Um baile aqui outro ali, joguinho de canastra durante as madrugadas de sábados para domingos e, quando pintava um feriado também ficavam animados, vislumbrando o lazer. Foram convivendo dessa forma e deixando o tempo passar. Cada casal já contava com um casalzinho de filhos e a Graça, certa noite, surpreendeu Alfredo com a informação de que estava grávida novamente. Alfredo fez um muxoxo e não ligou. Mais um filho ou menos um filho não fazia diferença.

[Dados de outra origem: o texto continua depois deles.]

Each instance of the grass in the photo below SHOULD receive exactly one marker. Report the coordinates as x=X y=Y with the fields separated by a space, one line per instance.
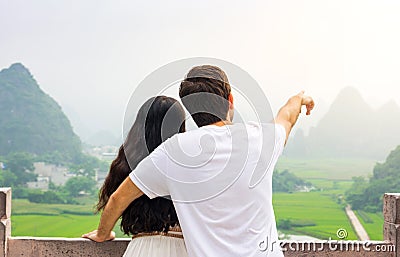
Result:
x=319 y=213
x=320 y=208
x=373 y=224
x=53 y=220
x=330 y=169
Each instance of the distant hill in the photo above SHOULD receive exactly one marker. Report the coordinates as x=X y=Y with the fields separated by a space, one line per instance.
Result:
x=350 y=129
x=31 y=121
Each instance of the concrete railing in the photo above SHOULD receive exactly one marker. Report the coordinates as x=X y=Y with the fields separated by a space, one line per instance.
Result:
x=74 y=247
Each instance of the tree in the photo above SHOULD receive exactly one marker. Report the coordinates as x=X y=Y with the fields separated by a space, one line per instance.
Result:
x=7 y=178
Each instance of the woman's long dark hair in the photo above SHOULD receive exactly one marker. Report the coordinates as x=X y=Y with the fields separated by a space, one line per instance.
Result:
x=147 y=133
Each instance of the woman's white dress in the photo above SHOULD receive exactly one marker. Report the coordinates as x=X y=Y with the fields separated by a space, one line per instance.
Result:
x=157 y=245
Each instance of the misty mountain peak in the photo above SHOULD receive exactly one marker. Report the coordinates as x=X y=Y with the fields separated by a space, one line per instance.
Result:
x=17 y=67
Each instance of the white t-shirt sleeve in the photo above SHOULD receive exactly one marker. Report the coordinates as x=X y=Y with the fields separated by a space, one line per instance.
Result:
x=149 y=175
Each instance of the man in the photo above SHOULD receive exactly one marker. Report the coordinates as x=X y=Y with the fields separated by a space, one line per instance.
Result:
x=208 y=172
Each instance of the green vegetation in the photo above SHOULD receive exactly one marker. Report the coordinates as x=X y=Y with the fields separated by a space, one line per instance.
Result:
x=367 y=195
x=314 y=213
x=287 y=182
x=373 y=224
x=331 y=169
x=31 y=121
x=32 y=219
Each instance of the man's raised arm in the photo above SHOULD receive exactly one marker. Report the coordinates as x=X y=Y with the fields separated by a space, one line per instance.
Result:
x=288 y=114
x=118 y=202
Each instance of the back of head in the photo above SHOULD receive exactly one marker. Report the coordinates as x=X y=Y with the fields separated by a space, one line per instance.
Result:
x=205 y=93
x=158 y=119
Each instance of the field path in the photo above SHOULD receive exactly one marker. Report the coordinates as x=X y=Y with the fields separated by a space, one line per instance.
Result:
x=360 y=231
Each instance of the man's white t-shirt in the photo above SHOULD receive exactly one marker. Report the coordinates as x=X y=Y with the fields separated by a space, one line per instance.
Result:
x=220 y=179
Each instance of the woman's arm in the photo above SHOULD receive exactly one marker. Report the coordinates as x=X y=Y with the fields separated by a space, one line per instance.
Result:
x=118 y=202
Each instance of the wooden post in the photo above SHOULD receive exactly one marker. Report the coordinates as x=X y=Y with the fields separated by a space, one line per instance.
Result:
x=5 y=219
x=391 y=215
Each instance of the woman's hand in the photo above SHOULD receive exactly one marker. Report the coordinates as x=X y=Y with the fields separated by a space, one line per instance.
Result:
x=97 y=238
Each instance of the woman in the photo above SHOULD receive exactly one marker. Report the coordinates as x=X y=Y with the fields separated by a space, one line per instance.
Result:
x=153 y=223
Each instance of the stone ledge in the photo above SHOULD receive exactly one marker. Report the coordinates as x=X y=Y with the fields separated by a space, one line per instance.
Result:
x=60 y=247
x=74 y=247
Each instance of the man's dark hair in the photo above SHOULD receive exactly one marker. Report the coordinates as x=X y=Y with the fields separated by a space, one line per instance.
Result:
x=210 y=89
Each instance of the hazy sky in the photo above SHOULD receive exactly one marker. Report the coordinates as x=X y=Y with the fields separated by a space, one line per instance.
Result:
x=89 y=55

Curioso é que Stela, a vizinha amiga, também ficara grávida e o Raul, seu marido, também fez um muxoxo quando soube e "deixou como estava para ver como é que ficava". Passou o tempo, a Graça teve um menino. A vizinha, Stela, quase na mesma época, recebeu da cegonha uma menina. O tempo foi passando e Graça e Alfredo resolveram mudar para um apartamento em outro bairro, afastando-se do vizinho casal de amigos. Mas os quatro continuaram se encontrando por algum tempo, em espaços que foram ficando mais elásticos, até que deixaram de se ver.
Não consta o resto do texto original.